During the San Francisco Board meeting, Matt Niccolls of Constellation Brands said:
"Machine Learning is already outperforming the consensus forecast, shifting the question from “what will happen” to “what does the model not know”.
From Analysis to Infrastructure: The Hidden Revolution
FP&A Trends Insights Paper 2025 highlights that 45% of finance time is still spent on data cleaning, and only 18% of teams use cloud-based planning tools. Modern success depends on a connected “data fabric”, an architecture that unifies distributed data sources for real-time forecasting. Once implemented, companies have reported up to 95% faster forecasts.

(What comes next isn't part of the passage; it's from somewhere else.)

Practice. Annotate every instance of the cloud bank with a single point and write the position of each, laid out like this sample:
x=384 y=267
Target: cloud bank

AI is becoming part of the plumbing, aka cleaning, connecting, and curating data before analysis begins.

Figure 3
Building a Best-in-Class FP&A Partnering Framework
The insights shared across FP&A Boards reveal a new formula for success: technology, talent, and trust.
- Clear Vision and Alignment: Connect financial plans directly to business goals.

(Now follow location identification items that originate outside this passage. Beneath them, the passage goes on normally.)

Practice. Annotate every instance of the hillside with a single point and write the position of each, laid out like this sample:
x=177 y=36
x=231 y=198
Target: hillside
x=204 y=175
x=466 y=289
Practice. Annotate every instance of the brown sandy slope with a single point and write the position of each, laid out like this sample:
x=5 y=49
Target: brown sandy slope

- Integrated Data and Systems: Ensure insights are consistent and accessible.
- Leadership and Storytelling: Use narrative to drive understanding and action.
- Curiosity and Business Acumen: Great business partners don’t just answer questions; they ask better ones.
- Continuous Learning: AI is shortening the half-life of finance skills, making learning agility more valuable than tenure.
Making AI Adoption Real
FP&A Trends Research Paper 2025 warns that AI adoption often fails due to resistance to change, a lack of trust, and a lack of necessary skills.
As highlighted by Matt Niccolls, VP Finance at Constellation Brands:
“Whereas Machine Learning has long proven effective, we are still waiting for AI to make a big impact in daily Corporate Finance and FP&A work. Technology is advancing rapidly; further integration into daily FP&A work is likely coming.”
Practical lessons include setting transparent governance, defining the “why”, appointing change champions, and investing in storytelling skills alongside technology.
The FP&A AI Maturity Model: From Automation to Autonomy
The new FP&A AI Maturity Model outlines how teams evolve from automation to autonomy:
- Basic Automation: Macros and dashboards
- Connected Analytics: Shared KPIs and integrated data
- Predictive Analytics: ML-based forecasting
- Agentic AI: Systems that recommend action in real time
- Autonomous Finance: Self-learning models that continuously optimize
Companies like Caterpillar are already operating at Level 4, using self-learning forecasts that update automatically as new data arrives.
Group Work Outputs
Participants worked in small groups to explore how FP&A can advance business partnering in an AI-driven environment. Discussions focused on three themes: defining a best-in-class framework, developing essential skills, and leveraging technology for smarter insights.
Group discussions highlighted the importance of leadership buy-in, trust and influence, as well as the ability to translate data into clear insights aligned with strategic goals. Participants also pointed to agility and continuous learning as vital enablers of long-term success.
Common priorities emerged around trust, communication, data integration, and alignment with strategy — emphasizing that while AI accelerates analysis, genuine progress still depends on collaboration and human judgment.

The Human Edge
Technology accelerates analysis, but people drive outcomes. Effective FP&A business partnering depends not only on analytical and technological capability but equally on leadership, influence, and soft skills. Curiosity, communication, and collaboration enable finance professionals to connect data with strategy and turn insights into action.
The Path Forward

Figure 5
The Future of FP&A isn’t about faster reporting. It’s about shortening the cycle from insights to action. AI handles the volume, but human curiosity, clarity, and courage define value. AI won’t replace FP&A, but those who embrace it will redefine finance leadership.